Improve and Clarify Organization of Raw Run2.1 imSim files

villarrealas commented 5 years ago

Instance catalogs are currently generated and sorted into quarter year sets (based on obsID). When generating outputs for imSim, we preserve this structure, leading to output directories such as: 00445379to00497969/00478822/

Currently this is wrapped up in two more layers of directory structure on NERSC: one referring to the fact that these are outputs and the other referring to the "batch" in some way. The relevant recent example is: Run2.1i-y2-wfd/outputs/...

This MIGHT not be the best final division for humans though, as evidenced by confusion about this batch, which consists of BOTH y1 and y2 data. My naive suggestion would be to either: 1) Join all final Run2.1i files as Run2.1i (with the exception of old PSF models). Keep the internal quarter year division by obsID. 2) Separate all Run2.1i files by year (again, with the exception of the old PSF models). Remove the internal quarter year division in favor of just bunching the whole year together.

The latter makes it slightly harder to backtrack to the instance catalogs in an automated fashion, but might be a little more human readable if one wants to focus on a specific year.

airnandez commented 5 years ago

I would like to comment on this, but before, I would state that personally I have a strong preference for naming things so that the room for ambiguity or confusion is a small as possible.
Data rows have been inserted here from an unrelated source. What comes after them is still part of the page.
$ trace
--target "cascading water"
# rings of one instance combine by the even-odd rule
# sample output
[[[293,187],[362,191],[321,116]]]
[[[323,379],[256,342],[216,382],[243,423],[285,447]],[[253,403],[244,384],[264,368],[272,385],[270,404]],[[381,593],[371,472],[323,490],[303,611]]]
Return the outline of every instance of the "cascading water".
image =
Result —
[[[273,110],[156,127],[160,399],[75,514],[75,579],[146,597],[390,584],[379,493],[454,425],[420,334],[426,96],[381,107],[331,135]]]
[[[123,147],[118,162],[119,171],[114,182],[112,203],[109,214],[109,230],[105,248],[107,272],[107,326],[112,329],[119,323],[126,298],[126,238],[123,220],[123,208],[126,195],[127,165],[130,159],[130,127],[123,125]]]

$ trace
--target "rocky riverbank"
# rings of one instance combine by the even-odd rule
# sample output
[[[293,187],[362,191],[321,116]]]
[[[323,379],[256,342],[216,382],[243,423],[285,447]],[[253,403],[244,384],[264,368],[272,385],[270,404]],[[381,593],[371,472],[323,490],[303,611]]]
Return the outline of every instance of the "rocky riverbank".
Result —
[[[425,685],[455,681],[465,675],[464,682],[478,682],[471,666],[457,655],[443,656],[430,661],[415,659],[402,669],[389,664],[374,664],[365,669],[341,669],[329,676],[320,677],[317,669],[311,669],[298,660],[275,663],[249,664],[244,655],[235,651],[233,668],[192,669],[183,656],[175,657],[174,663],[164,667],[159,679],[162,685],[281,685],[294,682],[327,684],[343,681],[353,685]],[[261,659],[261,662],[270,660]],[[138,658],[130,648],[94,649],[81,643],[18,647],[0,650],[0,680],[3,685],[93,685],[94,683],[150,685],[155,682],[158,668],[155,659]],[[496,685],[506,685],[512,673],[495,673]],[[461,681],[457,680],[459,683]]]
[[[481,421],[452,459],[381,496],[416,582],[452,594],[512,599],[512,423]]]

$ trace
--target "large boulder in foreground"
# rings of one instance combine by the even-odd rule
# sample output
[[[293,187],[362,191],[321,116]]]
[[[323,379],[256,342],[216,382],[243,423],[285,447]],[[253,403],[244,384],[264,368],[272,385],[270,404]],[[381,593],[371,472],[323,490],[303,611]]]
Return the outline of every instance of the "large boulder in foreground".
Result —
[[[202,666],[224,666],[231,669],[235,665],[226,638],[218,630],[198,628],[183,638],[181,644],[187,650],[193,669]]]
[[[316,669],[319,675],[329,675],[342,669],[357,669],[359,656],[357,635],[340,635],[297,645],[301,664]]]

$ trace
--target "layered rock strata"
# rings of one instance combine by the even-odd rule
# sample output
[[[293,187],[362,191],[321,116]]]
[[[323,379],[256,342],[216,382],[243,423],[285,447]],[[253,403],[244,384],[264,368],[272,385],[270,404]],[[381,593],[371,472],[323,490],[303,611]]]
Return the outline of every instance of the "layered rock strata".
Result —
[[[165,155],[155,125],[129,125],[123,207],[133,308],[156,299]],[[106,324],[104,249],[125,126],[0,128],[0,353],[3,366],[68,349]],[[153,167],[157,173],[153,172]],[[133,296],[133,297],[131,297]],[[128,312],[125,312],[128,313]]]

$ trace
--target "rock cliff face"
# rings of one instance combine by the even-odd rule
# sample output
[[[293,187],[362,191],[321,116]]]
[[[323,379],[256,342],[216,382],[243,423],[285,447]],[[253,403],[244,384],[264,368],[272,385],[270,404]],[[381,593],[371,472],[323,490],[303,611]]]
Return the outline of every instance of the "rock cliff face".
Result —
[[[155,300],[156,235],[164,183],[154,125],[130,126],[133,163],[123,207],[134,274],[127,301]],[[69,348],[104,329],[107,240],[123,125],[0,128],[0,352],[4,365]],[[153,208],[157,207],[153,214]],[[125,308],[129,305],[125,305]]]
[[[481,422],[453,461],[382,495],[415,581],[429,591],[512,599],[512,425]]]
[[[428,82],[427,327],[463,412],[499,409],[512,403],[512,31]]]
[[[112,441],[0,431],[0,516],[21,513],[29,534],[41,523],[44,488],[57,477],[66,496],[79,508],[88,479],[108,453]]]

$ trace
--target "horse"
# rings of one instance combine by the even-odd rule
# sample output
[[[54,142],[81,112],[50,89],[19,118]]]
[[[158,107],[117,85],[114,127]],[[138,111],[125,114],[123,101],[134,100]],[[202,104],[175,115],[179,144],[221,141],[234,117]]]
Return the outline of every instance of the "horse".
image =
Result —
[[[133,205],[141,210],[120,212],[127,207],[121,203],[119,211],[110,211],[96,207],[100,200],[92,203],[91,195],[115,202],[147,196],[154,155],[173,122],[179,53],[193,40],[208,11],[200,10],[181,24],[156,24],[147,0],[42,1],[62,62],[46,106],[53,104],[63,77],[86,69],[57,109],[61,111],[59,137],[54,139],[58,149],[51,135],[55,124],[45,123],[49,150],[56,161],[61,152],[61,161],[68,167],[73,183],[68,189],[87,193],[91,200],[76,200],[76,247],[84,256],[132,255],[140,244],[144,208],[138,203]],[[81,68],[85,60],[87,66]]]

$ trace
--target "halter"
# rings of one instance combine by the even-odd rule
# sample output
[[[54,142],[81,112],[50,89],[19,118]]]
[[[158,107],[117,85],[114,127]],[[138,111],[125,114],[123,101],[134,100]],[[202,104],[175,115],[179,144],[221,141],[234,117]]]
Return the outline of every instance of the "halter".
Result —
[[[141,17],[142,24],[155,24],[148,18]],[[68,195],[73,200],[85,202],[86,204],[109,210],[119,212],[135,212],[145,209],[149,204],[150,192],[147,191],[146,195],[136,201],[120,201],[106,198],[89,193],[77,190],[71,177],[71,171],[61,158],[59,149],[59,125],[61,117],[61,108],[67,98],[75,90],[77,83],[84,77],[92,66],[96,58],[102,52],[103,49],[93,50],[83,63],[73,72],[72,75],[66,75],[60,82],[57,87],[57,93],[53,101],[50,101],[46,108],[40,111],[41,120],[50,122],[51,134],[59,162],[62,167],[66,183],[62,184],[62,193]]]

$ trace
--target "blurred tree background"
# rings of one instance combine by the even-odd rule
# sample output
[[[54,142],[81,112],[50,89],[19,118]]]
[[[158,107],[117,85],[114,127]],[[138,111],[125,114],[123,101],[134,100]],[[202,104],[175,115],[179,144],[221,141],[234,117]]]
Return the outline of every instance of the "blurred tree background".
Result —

With that in mind, I see two approaches.

1️⃣ if making explicit (for humans) the year of the simulation campaign a given visit range belongs to, I would propose the following namespace organisation:

$ cd $TOPDIR
$ tree Run2.1i/
Run2.1i/
`-- sim
    |-- year1-wfd
    |   |-- 00000000to00071840
    |   |-- 00071840to00133541
    |   |-- 00133541to00201989
    |   `-- 00201989to00262897
    `-- year2-wfd
        |-- 00262897to00327707
        |-- 00327707to00385844
        |-- 00385844to00445379
        `-- 00445379to00497969

2️⃣ if making the year of the campaign is not necessary in the dataset, we could just keep the visit ranges one level up:

$ cd $TOPDIR
$ tree Run2.1i/
Run2.1i/
`-- sim
    |-- 00000000to00071840
    |-- 00071840to00133541
    |-- 00133541to00201989
    |-- 00201989to00262897
    |-- 00262897to00327707
    |-- 00327707to00385844
    |-- 00385844to00445379
    `-- 00445379to00497969

Note that I removed the outputs directory, which I think could be confusing when navigating the data and I don't think useful at this level.

In addition, I suggest the location of the tracking database file to be at the appropriate level, according to the files it tracks. I mean, if we are going to have one tracking database per simulated year, then I would locate the database file in directory .../Run2.1i/sim/year1-wfd. If the tracking database is intended to track the whole simulation campaign (i.e. 10 years) then, I woud put it in .../Run2.1i/sim.

Also, if it makes sense to separate data according to the field (e.g. WDF, UDF), I would suggest we store the visits under directories .../Run2.1i/sim/wdf and .../Run2.1i/sim/udf.

These suggestions don't take into consideration how difficult it could be to implement by @villarrealas in his production workflow, which should also be taken into account.

wmwv commented 5 years ago

Would it be correct to rename this Issue "Raw imSim Storage Format"->"Improve and Clarify Organization of Raw Run2.1 imSim files"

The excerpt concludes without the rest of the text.